Ever since it first emerged as the new kid on the insurance block a few decades ago, cyber insurance has displayed many of the characteristics of a rolling stone – steadily picking up speed and energy and never staying still long enough to gather any real predictability. The trends and shifts sweeping the space are innumerate, but as highlighted by Lindsey Nelson (pictured), cyber development leader at CFC, among these are some key developments.
The first trend she identified is the evolution of cyber from a hard-to-sell product to a hard-to-buy product, driven by both a supply and demand imbalance. The restricted availability of insurance capacity for cyber is being primarily propelled because of the perceived threat of systemic risk events, as well as remediation from the market as a result of severity-driven ransomware attacks.
“That supply-demand imbalance has been a challenge and it has put cyber in a really unique position in the market, because it’s still that fringe expense for a lot of businesses, despite being their largest exposure,” she said. “And yet the demand for it is going up because somebody that looks like them has had an incident. So now they’re asking for that coverage a little bit more proactively but being met with a lot of [difficulty], whether that’s restricted appetite, restricted capacity or that the pricing isn’t accessible for them anymore as a business.”
Nelson noted that another key trend she is seeing is the progression of cyber from a reactive product to a proactive one in terms of what it can do for clients. A few years ago, she said, the market was a battleground for who had the best coverage to respond to an event. But today it seems cyber has shifted slightly away from focusing on how to act reactively to a claim to using threat intelligence to mitigate and manage cyber crime.
“I think cyber insurance is having its coming of age moment,” she said. “For years the market was focused around the best and broadest coverage, a couple of years ago it quickly accelerated into what I call cyber 2.0, where cyber insurers started conducting external vulnerability scans, which all looked quite clever upfront, but which didn’t tell the true picture of a client’s actual risk.
“Now we’re entering cyber 3.0 territory where we can use a huge amount of threat intelligence data, map it to our client data and actually get that immediate insight into a policyholder’s risk so that we’re not chasing the next vulnerability, but actually staying one step ahead of it. I think for sustainability in the market and [with regards] to who is going to write cyber in a meaningful way in the next few years, that’s the direction the market absolutely has to take. Moving to that point where cyber insurers can manage and mitigate cyber crime proactively and are able to do that on behalf of policyholders is in the best interests of insurers, brokers and clients alike.
The third significant trend Nelson is seeing goes back to the first point she made around the supply-demand imbalance being seen in the market, as the evolution of cyber into a hard-to-buy product in the UK market is lending itself to a variety of different approaches from cyber insurers.
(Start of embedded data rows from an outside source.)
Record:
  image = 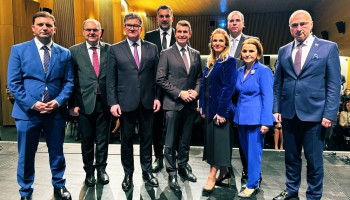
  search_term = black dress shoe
[97,169,109,185]
[53,186,72,200]
[272,190,299,200]
[178,167,197,182]
[21,195,32,200]
[142,173,159,187]
[185,163,192,172]
[85,172,96,187]
[168,175,181,192]
[122,175,132,192]
[152,157,164,173]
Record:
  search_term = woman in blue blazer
[200,28,236,196]
[233,38,273,197]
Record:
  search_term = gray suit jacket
[107,40,159,112]
[157,43,202,111]
[69,42,110,114]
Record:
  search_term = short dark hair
[157,5,173,15]
[33,11,56,25]
[123,12,142,26]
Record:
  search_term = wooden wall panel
[312,0,350,56]
[52,0,75,48]
[146,12,293,54]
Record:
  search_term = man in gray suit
[157,20,202,191]
[107,12,161,191]
[69,19,111,187]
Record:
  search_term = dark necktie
[42,46,50,103]
[132,42,140,69]
[162,31,167,49]
[181,47,190,74]
[90,47,100,77]
[294,42,303,75]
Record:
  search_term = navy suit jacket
[273,37,341,122]
[199,56,237,119]
[156,44,202,111]
[7,39,73,120]
[69,42,110,114]
[145,28,176,54]
[233,62,274,126]
[107,39,159,112]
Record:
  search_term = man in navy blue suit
[8,12,73,199]
[273,10,341,200]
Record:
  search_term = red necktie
[91,47,100,77]
[294,42,303,75]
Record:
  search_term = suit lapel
[171,44,187,74]
[29,39,45,74]
[122,39,137,69]
[300,37,319,73]
[46,43,60,77]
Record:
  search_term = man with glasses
[145,5,175,173]
[69,19,111,187]
[273,10,341,200]
[107,12,160,191]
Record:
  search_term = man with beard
[157,20,202,191]
[145,5,175,173]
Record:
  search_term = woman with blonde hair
[200,28,236,196]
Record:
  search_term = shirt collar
[159,27,172,35]
[230,33,242,41]
[86,42,100,49]
[294,34,315,48]
[34,37,53,51]
[126,38,141,46]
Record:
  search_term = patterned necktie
[90,47,100,77]
[42,46,50,103]
[132,42,140,69]
[181,47,190,74]
[294,42,303,76]
[230,39,237,57]
[162,31,167,49]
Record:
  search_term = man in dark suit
[157,20,202,191]
[273,10,341,200]
[69,19,111,187]
[107,13,160,191]
[227,10,264,190]
[7,12,73,199]
[145,5,175,173]
[227,10,264,68]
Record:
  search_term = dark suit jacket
[145,28,176,54]
[69,42,110,114]
[7,39,73,120]
[157,44,202,111]
[107,40,159,112]
[233,62,274,126]
[234,33,264,68]
[273,37,341,122]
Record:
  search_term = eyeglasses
[84,28,101,33]
[289,22,310,28]
[124,24,141,30]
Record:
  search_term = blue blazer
[200,56,237,119]
[233,62,274,126]
[7,40,73,120]
[273,37,341,122]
She highlighted that the CFC team has seen a lot of variation from their peers in terms of coverage restrictions. From some, there are minimum security control expectations, from others there are market exits. CFC strongly believes that the right strategy is to maintain the integrity of its cyber product by keeping its wording as broad as clients are asking for, and instead addressing the elevated cyber risk that everybody is trying to price correctly for by ensuring that the price matches the exposure.
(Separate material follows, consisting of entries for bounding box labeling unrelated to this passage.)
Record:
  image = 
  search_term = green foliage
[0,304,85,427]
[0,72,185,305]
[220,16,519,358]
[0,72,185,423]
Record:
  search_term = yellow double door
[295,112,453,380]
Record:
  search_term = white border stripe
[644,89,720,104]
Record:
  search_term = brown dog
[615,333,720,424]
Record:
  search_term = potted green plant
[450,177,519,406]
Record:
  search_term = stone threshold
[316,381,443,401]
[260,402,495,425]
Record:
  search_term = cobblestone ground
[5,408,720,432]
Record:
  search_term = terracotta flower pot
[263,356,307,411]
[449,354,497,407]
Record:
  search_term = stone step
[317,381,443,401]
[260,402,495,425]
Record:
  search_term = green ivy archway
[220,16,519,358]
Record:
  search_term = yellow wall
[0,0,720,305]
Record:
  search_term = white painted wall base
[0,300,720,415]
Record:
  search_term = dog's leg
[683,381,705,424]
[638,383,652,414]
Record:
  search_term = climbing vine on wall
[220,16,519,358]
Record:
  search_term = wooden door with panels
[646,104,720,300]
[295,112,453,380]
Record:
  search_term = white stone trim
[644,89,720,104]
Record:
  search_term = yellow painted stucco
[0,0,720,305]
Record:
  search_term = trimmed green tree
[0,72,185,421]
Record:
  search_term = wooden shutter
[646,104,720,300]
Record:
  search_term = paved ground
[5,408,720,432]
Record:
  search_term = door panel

That ensures that there’s still a product available to protect what is now the single largest exposure that companies face today, she said. There’s a lot of noise in the market about affordability and making sure that cyber remains an accessible product for clients and it is when coverage is restricted that cyber insurance became inaccessible for clients.
“The affordability is challenging already,” she said, “…Cyber was historically the most competitively priced risk of a client’s insurance programme and I think it’s certainly going to change to be one of the more expensive ones. But that makes sense when it’s the largest exposure that they have as a business and for most businesses, it’s their top concern when asked what keeps them up at night. There is going to be that shift because the exposure has shifted, and the threat landscape has evolved so significantly, but, for us, delivering the why and keeping the coverage that people are asking for available is paramount.”
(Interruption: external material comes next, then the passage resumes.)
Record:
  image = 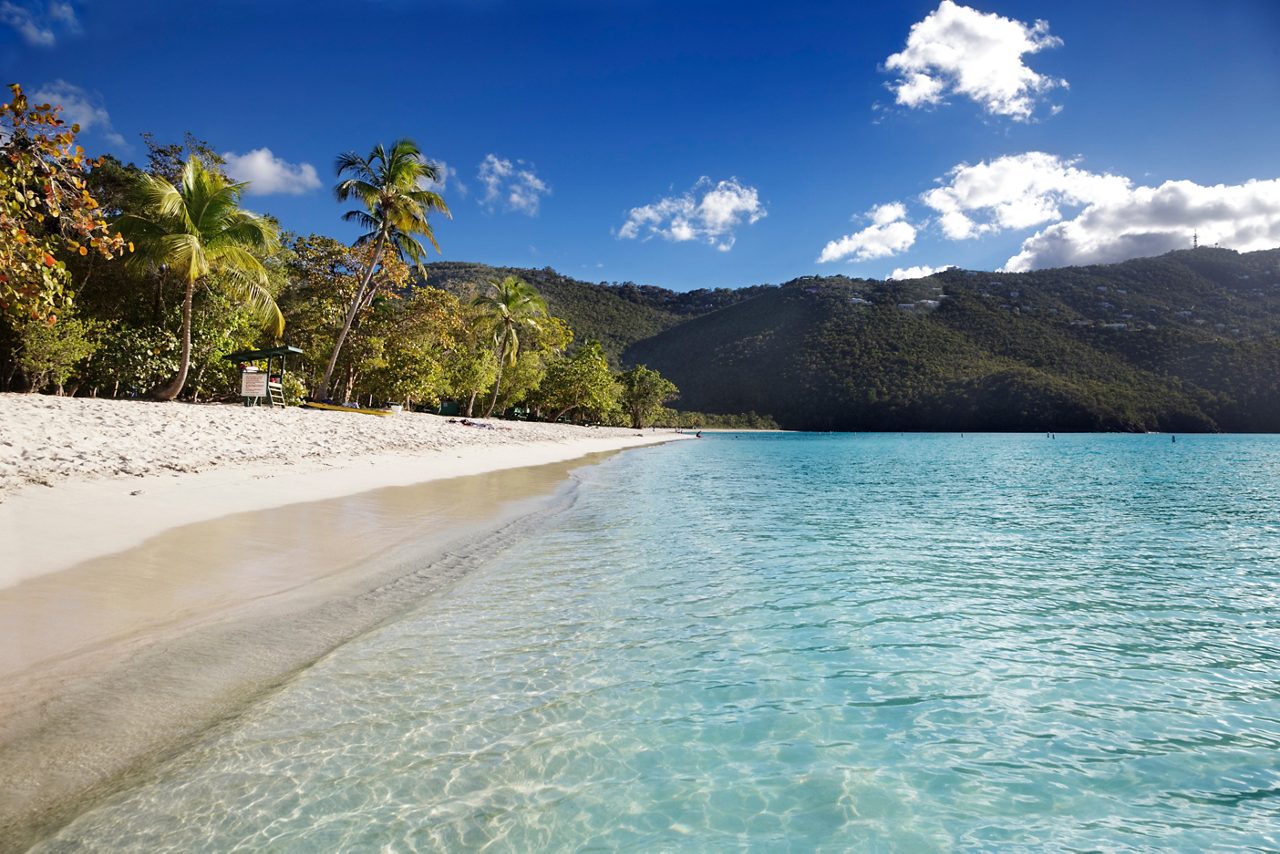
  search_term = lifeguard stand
[223,344,302,408]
Nelson also highlighted that the real trial is that despite the pressing nature of this risk, only about 15% of companies are actually buying cyber insurance. Purely from a broker’s risk perspective, she said, most businesses register cyber as a top concern so even though the price has gone up, the value of the product has gone up even more.
About 85% of commercial customers are still not buying insurance to protect against the most important risk that they’re going to face this year, she said, but in that challenge lies a real opportunity for brokers. There’s also a lot of noise about cyber being a ‘hard market’ but Nelson does not believe this is quite the right term to describe the current lay of the land as, in reality, the cyber market is simply evolving with the present threat landscape.
“‘Hard market’ insinuates that we’re in a cyclical market right now, but the product is only just in its adolescence,” she said. “It’s evolving at the moment, and we’re learning as we go along to catch up with that. So, the risk has changed. The risk today is not what it was two years ago and that’s why the pricing looks so significantly different. And it’s not going to be the same two years from now. So, it’s not that insurers were under-pricing as has happened in property and liability lines.
“I think it’s our job, from a cyber insurer’s perspective, to articulate why the risk is different and what that means to a classic UK SME business, and why buying a cyber policy is going to be the best business decision that they can make. That’s really where the opportunity lies for the next year, to sell this critical product to those who still aren’t buying.”